In our study, we identified INL fluid and lamellar holes as anatomic predictors of visual decline in patients with iERM. Prior studies have demonstrated the detrimental impact of intraretinal fluid on visual function in eyes with iERM [25, 26], as well as other retinal conditions such as age-related macular degeneration [27] and diabetic macular edema [28]. Lamellar holes with an ERM have also been associated with worse vision than those without an ERM, and visual outcomes after ERM peeling surgery are worse in the presence of a lamellar hole [29]. Unlike pseudoholes, which primarily involves tangential traction along the vitreomacular interface, lamellar holes are characterized by dehiscence of the inner foveal retina from the outer retina [30], which may be associated with defects in Müller cell processes that span the internal and external limiting membranes, and may thus more severely impact visual function [31]. We did not find in our iERM cohort an association between vision change and other OCT characteristics such as DRIL or IS/OS(EZ) disruption which are predictors of visual acuity in other retinal conditions [10, 14,15,16,17,18,19, 32]. While this disparity may reflect the different pathophysiology of iERMs, we cannot exclude the possibility that potential associations may be muted by focusing only on iERMs with good visual acuity and slow progression.

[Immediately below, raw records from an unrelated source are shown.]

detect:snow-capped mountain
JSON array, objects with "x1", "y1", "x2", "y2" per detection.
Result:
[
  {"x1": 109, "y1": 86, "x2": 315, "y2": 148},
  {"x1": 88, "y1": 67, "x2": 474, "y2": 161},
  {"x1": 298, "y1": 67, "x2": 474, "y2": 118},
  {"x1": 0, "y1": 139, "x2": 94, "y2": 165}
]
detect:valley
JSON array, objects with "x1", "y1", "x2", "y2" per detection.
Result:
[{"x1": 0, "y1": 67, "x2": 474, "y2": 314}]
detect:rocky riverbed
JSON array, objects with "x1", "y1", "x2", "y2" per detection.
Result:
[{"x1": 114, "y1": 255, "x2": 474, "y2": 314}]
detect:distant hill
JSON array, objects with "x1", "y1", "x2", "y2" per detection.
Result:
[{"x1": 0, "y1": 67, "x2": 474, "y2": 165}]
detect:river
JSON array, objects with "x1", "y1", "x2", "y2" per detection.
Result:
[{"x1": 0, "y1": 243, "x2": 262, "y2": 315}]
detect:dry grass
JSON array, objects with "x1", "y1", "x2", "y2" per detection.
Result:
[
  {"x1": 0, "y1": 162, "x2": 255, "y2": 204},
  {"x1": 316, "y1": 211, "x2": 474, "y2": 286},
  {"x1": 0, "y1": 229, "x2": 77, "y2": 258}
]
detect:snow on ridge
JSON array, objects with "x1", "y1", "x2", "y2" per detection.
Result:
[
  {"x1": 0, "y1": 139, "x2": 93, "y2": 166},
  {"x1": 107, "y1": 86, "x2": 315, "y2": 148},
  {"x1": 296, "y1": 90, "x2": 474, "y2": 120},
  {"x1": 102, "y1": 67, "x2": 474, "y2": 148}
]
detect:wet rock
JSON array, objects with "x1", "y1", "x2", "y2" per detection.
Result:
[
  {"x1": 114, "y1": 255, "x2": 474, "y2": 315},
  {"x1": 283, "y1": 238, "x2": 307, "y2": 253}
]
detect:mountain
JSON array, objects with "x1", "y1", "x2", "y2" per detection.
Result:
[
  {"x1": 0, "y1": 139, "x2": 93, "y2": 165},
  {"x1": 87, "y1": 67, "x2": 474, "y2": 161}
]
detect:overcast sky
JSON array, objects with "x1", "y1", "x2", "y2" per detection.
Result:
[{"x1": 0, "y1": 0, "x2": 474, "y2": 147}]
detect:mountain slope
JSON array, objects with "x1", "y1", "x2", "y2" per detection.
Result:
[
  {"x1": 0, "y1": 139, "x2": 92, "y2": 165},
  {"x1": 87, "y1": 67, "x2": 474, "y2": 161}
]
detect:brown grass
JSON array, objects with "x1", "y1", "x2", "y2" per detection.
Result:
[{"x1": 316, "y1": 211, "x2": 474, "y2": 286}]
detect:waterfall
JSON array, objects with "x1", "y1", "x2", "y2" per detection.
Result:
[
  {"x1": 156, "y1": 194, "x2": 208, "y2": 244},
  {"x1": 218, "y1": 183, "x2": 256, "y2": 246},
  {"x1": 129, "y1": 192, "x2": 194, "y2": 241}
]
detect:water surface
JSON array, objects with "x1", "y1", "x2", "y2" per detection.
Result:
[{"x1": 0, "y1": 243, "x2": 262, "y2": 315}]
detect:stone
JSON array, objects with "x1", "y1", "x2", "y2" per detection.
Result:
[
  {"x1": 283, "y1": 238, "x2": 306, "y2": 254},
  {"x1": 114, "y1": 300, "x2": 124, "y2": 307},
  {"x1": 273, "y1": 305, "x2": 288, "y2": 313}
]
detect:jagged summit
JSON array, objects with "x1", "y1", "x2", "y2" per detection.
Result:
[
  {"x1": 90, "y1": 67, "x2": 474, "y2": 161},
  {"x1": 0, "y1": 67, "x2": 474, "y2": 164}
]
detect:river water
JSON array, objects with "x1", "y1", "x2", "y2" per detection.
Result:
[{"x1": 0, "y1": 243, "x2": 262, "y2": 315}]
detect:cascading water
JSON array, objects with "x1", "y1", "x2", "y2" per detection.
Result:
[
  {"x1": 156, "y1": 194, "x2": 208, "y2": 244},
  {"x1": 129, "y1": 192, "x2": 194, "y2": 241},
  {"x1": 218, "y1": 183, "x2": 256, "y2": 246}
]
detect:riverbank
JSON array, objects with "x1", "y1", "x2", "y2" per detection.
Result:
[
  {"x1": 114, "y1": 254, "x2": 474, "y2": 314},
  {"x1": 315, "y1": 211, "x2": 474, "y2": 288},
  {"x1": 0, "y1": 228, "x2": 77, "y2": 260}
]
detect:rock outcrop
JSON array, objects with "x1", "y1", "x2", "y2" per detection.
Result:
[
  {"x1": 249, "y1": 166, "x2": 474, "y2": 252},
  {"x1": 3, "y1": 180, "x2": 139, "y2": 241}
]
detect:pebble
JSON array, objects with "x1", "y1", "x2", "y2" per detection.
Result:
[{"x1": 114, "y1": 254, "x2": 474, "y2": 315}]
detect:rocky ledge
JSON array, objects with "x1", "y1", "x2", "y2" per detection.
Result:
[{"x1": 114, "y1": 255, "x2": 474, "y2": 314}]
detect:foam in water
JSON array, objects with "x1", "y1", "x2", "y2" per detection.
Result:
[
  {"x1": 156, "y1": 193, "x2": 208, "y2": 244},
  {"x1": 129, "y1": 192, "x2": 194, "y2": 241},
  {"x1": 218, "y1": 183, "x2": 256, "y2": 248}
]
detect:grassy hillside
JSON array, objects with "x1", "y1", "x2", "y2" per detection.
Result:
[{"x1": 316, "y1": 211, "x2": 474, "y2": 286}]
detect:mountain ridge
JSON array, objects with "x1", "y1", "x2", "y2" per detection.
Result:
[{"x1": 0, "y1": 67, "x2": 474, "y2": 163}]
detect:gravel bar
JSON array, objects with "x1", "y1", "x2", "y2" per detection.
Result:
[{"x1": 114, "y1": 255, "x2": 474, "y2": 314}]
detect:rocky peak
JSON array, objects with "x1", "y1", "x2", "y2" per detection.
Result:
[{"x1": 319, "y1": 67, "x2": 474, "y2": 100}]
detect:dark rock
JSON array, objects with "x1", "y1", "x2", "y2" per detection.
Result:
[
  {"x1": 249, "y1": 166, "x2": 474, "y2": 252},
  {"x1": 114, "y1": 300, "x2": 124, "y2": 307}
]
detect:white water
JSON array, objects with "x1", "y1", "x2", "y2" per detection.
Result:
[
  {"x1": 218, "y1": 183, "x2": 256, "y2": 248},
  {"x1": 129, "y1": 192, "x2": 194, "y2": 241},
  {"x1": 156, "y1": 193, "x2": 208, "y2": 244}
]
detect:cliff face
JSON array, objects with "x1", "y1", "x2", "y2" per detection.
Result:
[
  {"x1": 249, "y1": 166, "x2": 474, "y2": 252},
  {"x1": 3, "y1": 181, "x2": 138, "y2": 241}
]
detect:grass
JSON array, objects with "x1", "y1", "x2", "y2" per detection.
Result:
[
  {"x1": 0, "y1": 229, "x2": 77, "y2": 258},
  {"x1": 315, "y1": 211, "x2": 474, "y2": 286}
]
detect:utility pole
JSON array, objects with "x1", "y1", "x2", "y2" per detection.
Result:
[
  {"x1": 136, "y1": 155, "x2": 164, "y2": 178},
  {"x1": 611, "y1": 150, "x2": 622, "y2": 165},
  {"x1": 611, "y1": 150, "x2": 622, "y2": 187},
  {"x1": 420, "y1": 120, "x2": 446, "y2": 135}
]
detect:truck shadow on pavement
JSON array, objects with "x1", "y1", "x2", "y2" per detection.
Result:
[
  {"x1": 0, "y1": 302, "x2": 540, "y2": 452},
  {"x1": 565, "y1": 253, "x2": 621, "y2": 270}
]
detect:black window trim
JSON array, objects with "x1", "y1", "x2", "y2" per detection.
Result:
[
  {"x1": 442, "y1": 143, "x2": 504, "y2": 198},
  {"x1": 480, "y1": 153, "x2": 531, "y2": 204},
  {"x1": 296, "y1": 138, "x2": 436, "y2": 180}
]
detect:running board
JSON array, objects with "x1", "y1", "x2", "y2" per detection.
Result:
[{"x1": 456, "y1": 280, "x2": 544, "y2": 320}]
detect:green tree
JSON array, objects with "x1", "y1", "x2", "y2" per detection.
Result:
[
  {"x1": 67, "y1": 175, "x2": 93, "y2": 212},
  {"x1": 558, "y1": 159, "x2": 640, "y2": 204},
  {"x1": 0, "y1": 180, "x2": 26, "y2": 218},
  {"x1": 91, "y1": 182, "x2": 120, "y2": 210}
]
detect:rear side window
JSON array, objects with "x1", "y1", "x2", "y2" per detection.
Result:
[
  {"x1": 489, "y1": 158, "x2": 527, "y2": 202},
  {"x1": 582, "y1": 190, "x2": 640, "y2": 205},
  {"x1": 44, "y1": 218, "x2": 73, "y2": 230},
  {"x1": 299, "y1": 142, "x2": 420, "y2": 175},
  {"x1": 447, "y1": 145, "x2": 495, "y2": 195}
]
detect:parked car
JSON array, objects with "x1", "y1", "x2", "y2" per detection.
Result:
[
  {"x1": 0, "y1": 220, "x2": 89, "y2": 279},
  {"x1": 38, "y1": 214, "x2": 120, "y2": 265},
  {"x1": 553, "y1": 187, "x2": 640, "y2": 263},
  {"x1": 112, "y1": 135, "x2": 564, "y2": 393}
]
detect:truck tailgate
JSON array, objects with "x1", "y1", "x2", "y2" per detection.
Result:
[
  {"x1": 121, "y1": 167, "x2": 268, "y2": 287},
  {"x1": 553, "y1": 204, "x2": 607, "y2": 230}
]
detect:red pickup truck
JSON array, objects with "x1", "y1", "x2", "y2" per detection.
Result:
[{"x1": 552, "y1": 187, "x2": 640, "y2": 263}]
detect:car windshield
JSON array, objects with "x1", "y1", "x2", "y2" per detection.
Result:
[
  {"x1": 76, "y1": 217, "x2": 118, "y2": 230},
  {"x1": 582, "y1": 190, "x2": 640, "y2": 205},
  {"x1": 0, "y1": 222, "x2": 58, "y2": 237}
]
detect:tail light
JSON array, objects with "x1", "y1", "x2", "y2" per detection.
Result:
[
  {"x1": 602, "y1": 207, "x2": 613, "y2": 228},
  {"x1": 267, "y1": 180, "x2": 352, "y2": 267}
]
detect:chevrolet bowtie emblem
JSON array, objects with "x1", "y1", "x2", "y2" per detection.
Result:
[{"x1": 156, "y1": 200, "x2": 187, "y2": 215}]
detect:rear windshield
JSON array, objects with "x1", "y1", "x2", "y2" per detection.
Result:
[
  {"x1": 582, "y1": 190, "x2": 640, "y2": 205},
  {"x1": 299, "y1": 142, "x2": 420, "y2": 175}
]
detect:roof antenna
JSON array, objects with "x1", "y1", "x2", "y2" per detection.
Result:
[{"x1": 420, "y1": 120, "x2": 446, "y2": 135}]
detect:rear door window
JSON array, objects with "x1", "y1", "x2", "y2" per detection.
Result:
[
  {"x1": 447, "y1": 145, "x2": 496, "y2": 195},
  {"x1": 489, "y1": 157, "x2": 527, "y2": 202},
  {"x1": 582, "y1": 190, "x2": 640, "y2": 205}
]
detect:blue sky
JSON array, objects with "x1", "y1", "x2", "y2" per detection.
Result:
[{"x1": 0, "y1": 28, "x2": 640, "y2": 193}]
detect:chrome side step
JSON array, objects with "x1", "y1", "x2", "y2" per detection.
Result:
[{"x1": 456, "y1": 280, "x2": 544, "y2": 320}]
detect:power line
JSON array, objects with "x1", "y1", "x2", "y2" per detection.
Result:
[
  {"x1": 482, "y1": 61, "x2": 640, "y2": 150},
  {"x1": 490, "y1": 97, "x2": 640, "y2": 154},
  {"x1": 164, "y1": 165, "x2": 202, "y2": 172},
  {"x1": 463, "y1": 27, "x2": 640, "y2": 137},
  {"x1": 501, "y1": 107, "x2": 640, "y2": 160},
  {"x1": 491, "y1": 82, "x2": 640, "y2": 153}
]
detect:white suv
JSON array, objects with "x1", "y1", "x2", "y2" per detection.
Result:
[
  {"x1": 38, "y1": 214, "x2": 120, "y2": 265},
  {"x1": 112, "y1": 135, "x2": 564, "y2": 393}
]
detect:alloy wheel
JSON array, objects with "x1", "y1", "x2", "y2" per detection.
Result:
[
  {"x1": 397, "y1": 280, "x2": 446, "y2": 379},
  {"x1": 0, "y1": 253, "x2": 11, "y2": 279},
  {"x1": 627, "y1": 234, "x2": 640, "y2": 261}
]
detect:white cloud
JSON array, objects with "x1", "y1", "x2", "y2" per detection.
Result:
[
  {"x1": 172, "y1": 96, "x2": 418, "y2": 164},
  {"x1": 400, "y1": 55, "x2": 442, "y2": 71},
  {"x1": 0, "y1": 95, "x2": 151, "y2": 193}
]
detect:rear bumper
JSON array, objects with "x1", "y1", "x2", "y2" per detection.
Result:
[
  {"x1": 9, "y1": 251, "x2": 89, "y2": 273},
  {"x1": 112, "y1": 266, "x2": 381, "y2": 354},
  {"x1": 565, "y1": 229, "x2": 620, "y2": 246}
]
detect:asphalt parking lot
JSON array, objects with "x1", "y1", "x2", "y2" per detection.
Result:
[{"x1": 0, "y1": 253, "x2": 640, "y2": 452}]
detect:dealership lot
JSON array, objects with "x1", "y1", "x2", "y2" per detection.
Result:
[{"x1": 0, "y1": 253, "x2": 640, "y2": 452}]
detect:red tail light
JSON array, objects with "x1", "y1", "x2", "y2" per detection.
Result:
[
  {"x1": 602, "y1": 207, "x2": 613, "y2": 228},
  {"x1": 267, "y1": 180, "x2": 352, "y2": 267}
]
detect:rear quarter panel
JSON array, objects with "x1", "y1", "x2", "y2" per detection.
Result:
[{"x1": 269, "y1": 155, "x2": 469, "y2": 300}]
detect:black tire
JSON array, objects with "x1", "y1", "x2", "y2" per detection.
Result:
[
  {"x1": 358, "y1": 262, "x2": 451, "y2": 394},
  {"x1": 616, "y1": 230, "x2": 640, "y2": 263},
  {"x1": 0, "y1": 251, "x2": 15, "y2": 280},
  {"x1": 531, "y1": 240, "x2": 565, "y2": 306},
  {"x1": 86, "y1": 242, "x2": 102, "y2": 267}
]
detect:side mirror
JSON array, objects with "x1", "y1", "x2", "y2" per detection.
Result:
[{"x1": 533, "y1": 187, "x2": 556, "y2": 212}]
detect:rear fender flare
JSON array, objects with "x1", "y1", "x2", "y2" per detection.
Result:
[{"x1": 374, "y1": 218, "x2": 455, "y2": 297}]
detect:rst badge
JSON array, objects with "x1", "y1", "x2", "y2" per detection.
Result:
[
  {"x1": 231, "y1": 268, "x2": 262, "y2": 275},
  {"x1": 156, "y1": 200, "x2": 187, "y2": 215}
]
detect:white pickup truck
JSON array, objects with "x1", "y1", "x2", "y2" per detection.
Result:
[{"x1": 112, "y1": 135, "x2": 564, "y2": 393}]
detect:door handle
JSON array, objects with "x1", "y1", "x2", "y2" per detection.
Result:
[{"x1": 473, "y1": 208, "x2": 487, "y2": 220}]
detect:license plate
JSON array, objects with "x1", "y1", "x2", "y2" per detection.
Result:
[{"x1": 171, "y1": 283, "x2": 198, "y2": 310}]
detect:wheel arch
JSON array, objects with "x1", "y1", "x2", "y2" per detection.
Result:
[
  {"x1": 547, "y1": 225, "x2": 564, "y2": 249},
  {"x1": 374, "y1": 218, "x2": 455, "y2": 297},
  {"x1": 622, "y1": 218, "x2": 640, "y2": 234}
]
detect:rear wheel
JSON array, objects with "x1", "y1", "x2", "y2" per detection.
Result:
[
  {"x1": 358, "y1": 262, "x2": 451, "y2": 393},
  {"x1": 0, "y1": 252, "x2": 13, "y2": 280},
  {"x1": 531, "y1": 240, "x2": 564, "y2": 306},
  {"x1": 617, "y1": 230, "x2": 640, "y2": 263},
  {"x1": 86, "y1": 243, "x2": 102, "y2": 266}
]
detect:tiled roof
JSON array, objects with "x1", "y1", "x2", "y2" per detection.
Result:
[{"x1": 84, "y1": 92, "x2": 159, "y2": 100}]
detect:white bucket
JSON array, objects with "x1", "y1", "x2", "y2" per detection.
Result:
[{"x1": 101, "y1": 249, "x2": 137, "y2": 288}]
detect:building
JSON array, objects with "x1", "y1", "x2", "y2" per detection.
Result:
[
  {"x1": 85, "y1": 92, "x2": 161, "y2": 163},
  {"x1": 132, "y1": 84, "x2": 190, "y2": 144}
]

With respect to surgical intervention, patients who reported visual symptoms and/or metamorphopsia at presentation were more likely to undergo surgery for ERM removal, which is not surprising. Interestingly, OCT predictors for surgical intervention were different from those that predict visual decline. In our series, eyes with greater CMT and disruption of outer retinal layers (ELM and IS/OS(EZ)) were more likely to undergo surgery, while those with a lamellar hole and INL fluid exhibit more rapid visual decline. These findings are interesting, as they suggest that OCT characteristics that impact a patient’s visual perception or the clinician’s surgical decision-making may be different from biomarkers of disease progression or vision loss. iERMs that exhibit greater retinal thickening on OCT, for example, may be more likely to be operated upon, even if CMT is not independently predictive of visual decline. Nevertheless, such conclusions cannot be easily drawn given the retrospective nature of this study, and the absence of strict criteria for surgical intervention afforded by a prospective analysis. Future studies that rely on unbiased approaches, such as using machine learning algorithms to analyze OCTs, may provide better predictive value for iERM progression and the associated vision loss, and help clinicians better inform patients regarding the decision for surgical intervention.

Summary

What was known before

  • Epiretinal membranes (ERM) can lead to progressive vision loss and require membrane peeling surgery, but patients with early ERMs and good visual acuity are often monitored. The long-term natural history of ERMs and factors that predict visual decline are unclear, and may help clinicians decide on the need for surgical intervention.

What this study adds

  • Eyes with idiopathic epiretinal membranes and good visual acuity greater than 20/40 undergo gradual but mild vision loss over a median follow-up of 4 years, with 21% of eyes requiring surgery in this retrospective series. Clinical and anatomic predictors of vision loss may be distinct from factors associated with earlier surgical intervention.